How expensive is it to parse numbers from a string in C++?

8 thoughts on “How expensive is it to parse numbers from a string in C++?”

  1. me says:

    Can you also compute cycles/char?

    As you can see, ints take about 3x as many cycles, but the throughput is 20x worse, likely because they also use many more chars.

  2. Christopher Chang says:

    Yes, this can be a major bottleneck.

    It’s not for every application (since it doesn’t guarantee the 16th decimal place is preserved), but I’ve found ScanadvDouble() in https://github.com/chrchang/plink-ng/blob/master/2.0/plink2_string.cc to be very useful.

  3. Jan Marquardt says:

    This talk of the CppCon 2019 mentions C++17 std::from_chars being much faster:

    https://youtu.be/4P_kbF0EbZM

    Indeed, cppreference has this sentence: „This is intended to allow the fastest possible implementation that is useful in common high-throughput contexts such as text-based interchange (JSON or XML).“

    Maybe you‘d be interested in benchmarking this against your current implementation?

  4. Maxim Egorushkin says:
  5. foobar says:

    I wonder if there would be a measurable benefit from simply breaking the dependency chain on sum variable, that is using multiple variables instead of one.
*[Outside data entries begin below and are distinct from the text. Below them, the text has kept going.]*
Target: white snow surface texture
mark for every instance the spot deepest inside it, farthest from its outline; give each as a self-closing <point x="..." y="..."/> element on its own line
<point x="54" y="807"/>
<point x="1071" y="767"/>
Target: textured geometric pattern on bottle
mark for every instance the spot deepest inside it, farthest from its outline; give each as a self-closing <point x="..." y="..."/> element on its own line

After all, results with integers would be the same.

    There are certainly faster methods to parse integers than one that takes 18 cycles per byte, at least if you can vectorise! Parsing series of integers with SIMD (Wojciech Muła) finds out that 3-6 cycles per byte is entirely plausible to reach on smaller (shorter) integers.

  6. Virgo says:

    But how about the standard library’s stoi atoi thingies?

    I use them in my Value::deserialize() method.

  7. Andrew Nelless says:

    Look at Boost Spirit. Spirit X3 has essentially optimal (scalar) parsing of numeric strings at -O2 and will actually check for things like over/under flow and narrowing.
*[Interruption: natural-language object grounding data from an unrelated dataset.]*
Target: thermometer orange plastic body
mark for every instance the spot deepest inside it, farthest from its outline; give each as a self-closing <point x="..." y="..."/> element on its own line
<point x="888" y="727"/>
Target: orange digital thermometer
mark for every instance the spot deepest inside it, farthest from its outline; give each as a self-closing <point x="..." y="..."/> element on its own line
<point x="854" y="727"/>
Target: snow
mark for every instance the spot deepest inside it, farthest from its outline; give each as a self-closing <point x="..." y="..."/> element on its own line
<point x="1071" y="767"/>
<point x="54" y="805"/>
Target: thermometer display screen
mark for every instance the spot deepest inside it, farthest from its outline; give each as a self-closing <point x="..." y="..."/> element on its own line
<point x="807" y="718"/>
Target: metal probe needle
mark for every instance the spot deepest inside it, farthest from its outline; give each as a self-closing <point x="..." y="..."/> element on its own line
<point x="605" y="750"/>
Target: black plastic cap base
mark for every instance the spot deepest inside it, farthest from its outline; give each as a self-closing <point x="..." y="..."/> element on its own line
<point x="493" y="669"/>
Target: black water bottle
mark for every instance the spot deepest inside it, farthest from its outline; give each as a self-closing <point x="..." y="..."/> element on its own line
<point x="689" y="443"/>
    Facebook’s Andrei Alexandrescu also gave a talk on speeding this up further (it’s probably implemented in Folly) by looking at the CPU pipeline and breaking dependencies.

  8. Andrew Nelless says:

    Additionally, it’s worth mentioning that there’s always going to be a divide between functions that respect the users locale , and parse strings like “3,786” and ones that don’t. Iostreams very much do handle this, which makes them inappropriate in general for parsing file formats where a grammar is known.